Watching this one run and seeing almost all spaces being filled with words is highly amusing!

Here are the links to The Hobbit and The Silmarillion videos too.

The process

I initially began with something similar to the well known tag-cloud styles of charts:

But it didn't look very aesthetically pleasing. Even drawing a copy of each word, in white, before drawing the actual word, didn't make things easier to read. I thought it would be better to try and add some intelligence into the mix. So here's my first attempt at building an algorithm that would fill areas while avoiding gaps:

The upper half is the debug area, showing the pixels which are being tested. Each time a pixel is tested its colour changes, randomly. New rectangles are randomly generated and the algorithm makes room for each one of them, trying to minimize "waste". When there is no room for the new rectangle, it is simply rejected. The bottom half is the actual result (the rects). Their colour is random too.

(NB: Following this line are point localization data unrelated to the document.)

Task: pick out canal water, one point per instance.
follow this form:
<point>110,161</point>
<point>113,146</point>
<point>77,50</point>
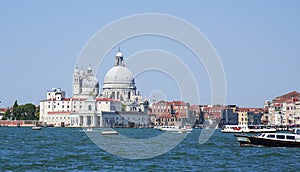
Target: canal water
<point>70,149</point>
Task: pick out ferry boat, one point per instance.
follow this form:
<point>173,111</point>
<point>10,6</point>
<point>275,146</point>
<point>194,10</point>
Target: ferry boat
<point>247,129</point>
<point>175,128</point>
<point>37,128</point>
<point>271,139</point>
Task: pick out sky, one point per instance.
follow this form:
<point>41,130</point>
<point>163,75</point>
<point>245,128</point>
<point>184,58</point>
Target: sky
<point>257,43</point>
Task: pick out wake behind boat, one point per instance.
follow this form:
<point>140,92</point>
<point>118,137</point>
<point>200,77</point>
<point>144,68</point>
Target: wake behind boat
<point>271,139</point>
<point>247,129</point>
<point>175,128</point>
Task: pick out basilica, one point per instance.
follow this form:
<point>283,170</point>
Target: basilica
<point>117,105</point>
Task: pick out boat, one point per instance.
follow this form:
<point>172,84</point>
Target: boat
<point>109,132</point>
<point>89,129</point>
<point>37,128</point>
<point>175,128</point>
<point>271,139</point>
<point>247,129</point>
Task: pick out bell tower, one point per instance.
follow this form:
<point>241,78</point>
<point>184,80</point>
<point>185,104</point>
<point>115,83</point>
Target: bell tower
<point>76,82</point>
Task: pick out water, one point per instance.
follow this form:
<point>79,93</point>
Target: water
<point>69,149</point>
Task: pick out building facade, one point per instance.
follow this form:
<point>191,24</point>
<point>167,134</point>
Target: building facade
<point>119,105</point>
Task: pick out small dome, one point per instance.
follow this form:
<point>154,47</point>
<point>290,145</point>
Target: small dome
<point>118,74</point>
<point>90,81</point>
<point>119,54</point>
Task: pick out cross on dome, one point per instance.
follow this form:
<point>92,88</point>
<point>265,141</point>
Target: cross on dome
<point>119,59</point>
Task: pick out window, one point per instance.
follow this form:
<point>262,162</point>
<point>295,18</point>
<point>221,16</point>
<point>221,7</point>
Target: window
<point>290,137</point>
<point>280,136</point>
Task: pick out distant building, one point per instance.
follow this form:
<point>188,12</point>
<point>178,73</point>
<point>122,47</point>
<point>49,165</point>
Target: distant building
<point>119,105</point>
<point>284,110</point>
<point>250,116</point>
<point>170,113</point>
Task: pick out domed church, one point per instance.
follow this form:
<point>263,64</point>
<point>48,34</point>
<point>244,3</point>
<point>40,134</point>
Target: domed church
<point>119,85</point>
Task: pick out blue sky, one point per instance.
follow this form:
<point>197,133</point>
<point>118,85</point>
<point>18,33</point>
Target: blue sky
<point>257,41</point>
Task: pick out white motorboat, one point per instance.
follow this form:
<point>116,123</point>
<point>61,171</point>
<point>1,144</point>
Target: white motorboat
<point>246,129</point>
<point>271,139</point>
<point>175,128</point>
<point>109,132</point>
<point>37,128</point>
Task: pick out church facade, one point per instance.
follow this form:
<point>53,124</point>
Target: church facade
<point>119,104</point>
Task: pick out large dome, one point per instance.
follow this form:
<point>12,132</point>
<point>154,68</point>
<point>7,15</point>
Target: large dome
<point>119,75</point>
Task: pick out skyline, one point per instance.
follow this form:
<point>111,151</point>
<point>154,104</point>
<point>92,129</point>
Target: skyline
<point>256,42</point>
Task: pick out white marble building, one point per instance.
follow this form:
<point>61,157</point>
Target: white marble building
<point>119,105</point>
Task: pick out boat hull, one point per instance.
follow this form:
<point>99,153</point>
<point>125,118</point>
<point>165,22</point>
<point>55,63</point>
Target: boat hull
<point>256,141</point>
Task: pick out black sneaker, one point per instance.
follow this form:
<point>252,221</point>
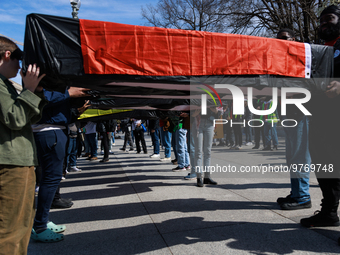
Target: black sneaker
<point>321,219</point>
<point>281,200</point>
<point>292,204</point>
<point>61,203</point>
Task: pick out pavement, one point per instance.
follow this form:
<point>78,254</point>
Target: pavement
<point>134,204</point>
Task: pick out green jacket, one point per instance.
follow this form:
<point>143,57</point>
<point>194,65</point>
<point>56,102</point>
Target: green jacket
<point>17,113</point>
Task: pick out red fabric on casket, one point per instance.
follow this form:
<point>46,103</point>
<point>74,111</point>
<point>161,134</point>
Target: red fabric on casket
<point>112,48</point>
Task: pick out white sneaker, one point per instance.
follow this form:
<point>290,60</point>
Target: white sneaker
<point>74,169</point>
<point>155,156</point>
<point>165,159</point>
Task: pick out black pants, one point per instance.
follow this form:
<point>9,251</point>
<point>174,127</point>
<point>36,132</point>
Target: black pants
<point>259,131</point>
<point>229,134</point>
<point>238,134</point>
<point>128,138</point>
<point>325,150</point>
<point>139,137</point>
<point>105,143</point>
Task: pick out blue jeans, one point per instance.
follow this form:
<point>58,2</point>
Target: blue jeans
<point>297,152</point>
<point>204,144</point>
<point>92,140</point>
<point>155,141</point>
<point>71,159</point>
<point>182,149</point>
<point>51,148</point>
<point>270,134</point>
<point>166,142</point>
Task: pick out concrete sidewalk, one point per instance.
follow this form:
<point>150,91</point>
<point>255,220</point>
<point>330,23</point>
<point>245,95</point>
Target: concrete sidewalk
<point>136,205</point>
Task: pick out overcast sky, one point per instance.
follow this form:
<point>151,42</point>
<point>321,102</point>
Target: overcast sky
<point>13,13</point>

Here's another example, where some areas have already been pre-filled with red rectangles. The algorithm takes that in account and allocates the new rects somewhere else. Nothing specially fancy, but it was important to test/demonstrate that the algorithm could work in more situations and scenarios than with an empty initial canvas :)

And here's another test where the polygons that we try to fit are squares instead. I like its 8-bit looks!

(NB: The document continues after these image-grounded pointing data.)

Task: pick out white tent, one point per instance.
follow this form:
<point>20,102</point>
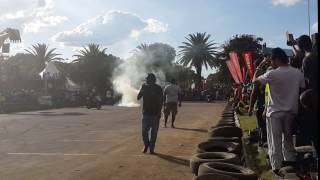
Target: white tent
<point>52,71</point>
<point>71,86</point>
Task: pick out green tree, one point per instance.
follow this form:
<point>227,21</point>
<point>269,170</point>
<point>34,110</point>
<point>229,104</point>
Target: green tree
<point>43,54</point>
<point>93,68</point>
<point>156,56</point>
<point>197,52</point>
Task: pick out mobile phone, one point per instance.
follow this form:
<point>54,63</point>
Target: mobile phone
<point>290,40</point>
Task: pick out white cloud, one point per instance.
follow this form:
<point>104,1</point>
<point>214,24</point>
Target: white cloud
<point>29,15</point>
<point>315,27</point>
<point>286,3</point>
<point>108,29</point>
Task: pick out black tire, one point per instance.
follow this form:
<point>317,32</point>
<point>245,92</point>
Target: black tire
<point>226,139</point>
<point>236,171</point>
<point>219,146</point>
<point>287,169</point>
<point>214,176</point>
<point>197,159</point>
<point>227,131</point>
<point>223,123</point>
<point>227,119</point>
<point>227,116</point>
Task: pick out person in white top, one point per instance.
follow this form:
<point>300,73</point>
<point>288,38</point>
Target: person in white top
<point>285,84</point>
<point>172,95</point>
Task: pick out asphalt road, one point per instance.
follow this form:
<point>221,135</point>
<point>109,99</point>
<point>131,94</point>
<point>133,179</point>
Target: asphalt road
<point>77,143</point>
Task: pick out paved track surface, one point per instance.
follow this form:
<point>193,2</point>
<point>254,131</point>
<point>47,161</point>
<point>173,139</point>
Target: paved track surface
<point>82,144</point>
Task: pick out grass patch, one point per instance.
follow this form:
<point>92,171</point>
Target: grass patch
<point>257,160</point>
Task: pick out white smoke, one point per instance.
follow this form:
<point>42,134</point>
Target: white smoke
<point>130,75</point>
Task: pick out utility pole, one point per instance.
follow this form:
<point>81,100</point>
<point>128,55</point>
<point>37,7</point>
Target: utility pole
<point>309,17</point>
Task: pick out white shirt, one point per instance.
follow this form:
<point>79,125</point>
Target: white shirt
<point>284,84</point>
<point>171,92</point>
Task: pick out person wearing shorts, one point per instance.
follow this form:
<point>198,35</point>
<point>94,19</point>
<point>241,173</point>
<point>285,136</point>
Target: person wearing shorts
<point>172,95</point>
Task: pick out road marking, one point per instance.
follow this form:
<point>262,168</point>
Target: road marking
<point>53,154</point>
<point>98,131</point>
<point>143,155</point>
<point>81,140</point>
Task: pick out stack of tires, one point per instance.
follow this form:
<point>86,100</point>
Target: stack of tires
<point>219,157</point>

Once the area allocation was sorted out, I began placing text instead of just rectangles. This is the first test, trying a random order for the words. Note how some pixels change randomly, it's because they are being tested and I left some colours 'on' for debugging - they are not meant to appear in the final output:

But there was still a lot of unused space, specially around the biggest words, due to the way I was calculating the space used by each block of text. So I added another step: each time a word was drawn to the screen, that area would be evaluated and the "used space" array would be updated, setting a pixel as "occupied" only if it had some real text in it. Since I know how big each block is, I do not need to evaluate the entire screen on each pass. This allowed me to get words inside words, as shown. Finally, I also changed the algorithm to look for places randomly, so that the words get a bit more scattered and not packed on top of the screen instead:

In that last step, the differences in size between words are still too exaggerated, so I used the square root of the size to somehow smooth those differences and give some words the chance to show up in the chart, insted of outputting them at microscopic sizes.

3. Word relationships

Lord of the Rings word relationships, mapped

And now for something completely different™!

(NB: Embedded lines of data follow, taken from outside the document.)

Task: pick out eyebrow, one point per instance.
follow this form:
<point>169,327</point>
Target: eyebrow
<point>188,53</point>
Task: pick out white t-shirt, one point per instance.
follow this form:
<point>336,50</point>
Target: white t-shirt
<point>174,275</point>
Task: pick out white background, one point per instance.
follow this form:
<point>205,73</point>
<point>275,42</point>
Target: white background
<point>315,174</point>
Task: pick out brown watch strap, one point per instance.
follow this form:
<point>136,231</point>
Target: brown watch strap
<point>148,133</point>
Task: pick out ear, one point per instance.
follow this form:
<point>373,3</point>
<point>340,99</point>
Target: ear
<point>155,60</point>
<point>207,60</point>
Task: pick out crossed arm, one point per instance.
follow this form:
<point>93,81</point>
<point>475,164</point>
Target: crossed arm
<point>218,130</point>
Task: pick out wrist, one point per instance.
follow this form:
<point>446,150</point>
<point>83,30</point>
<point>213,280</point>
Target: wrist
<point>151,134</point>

Up until now I had been just drawing and considering isolated words, completely taken out of their context. But when parsing the text files I was also building lists of the most popular words that follow each word. So I wondered how could I draw this information. I first considered a tree, but the recursion ghost was hovering too close to me, so I decided to try another approach: drawing a circle with the top N words around it, and then drawing a line from a word to the top five words that follow it. Actually this chart looks a lot like the first one, but the action happens inside ;-)

This chart has a certain something. Not sure about you, but it reminds me a lot to Moon pictures. And obviously, once that space mood had been set in my mind, nothing could stop me from rendering a version in which the words create something like an eclipse before disappearing in the space void:

I also made a version without text, with the lines only. I find that one specially beatiful, even poetic, in a way.

And for The Silmarillion we go back to the black and white scheme:

The tools

I used Processing + Eclipse + ffmpeg. What made me choose Processing over pure OpenGL was its font support, which I have not implemented in my own code base. But I was using Java Generics (for operations like sorting, hashing) and they did not work too well with the Processing Development Environment, so I set up Eclipse to use Processing - quite a fairly easy process. The videos are generated with ffmpeg, once each frame has been output as a PNG file.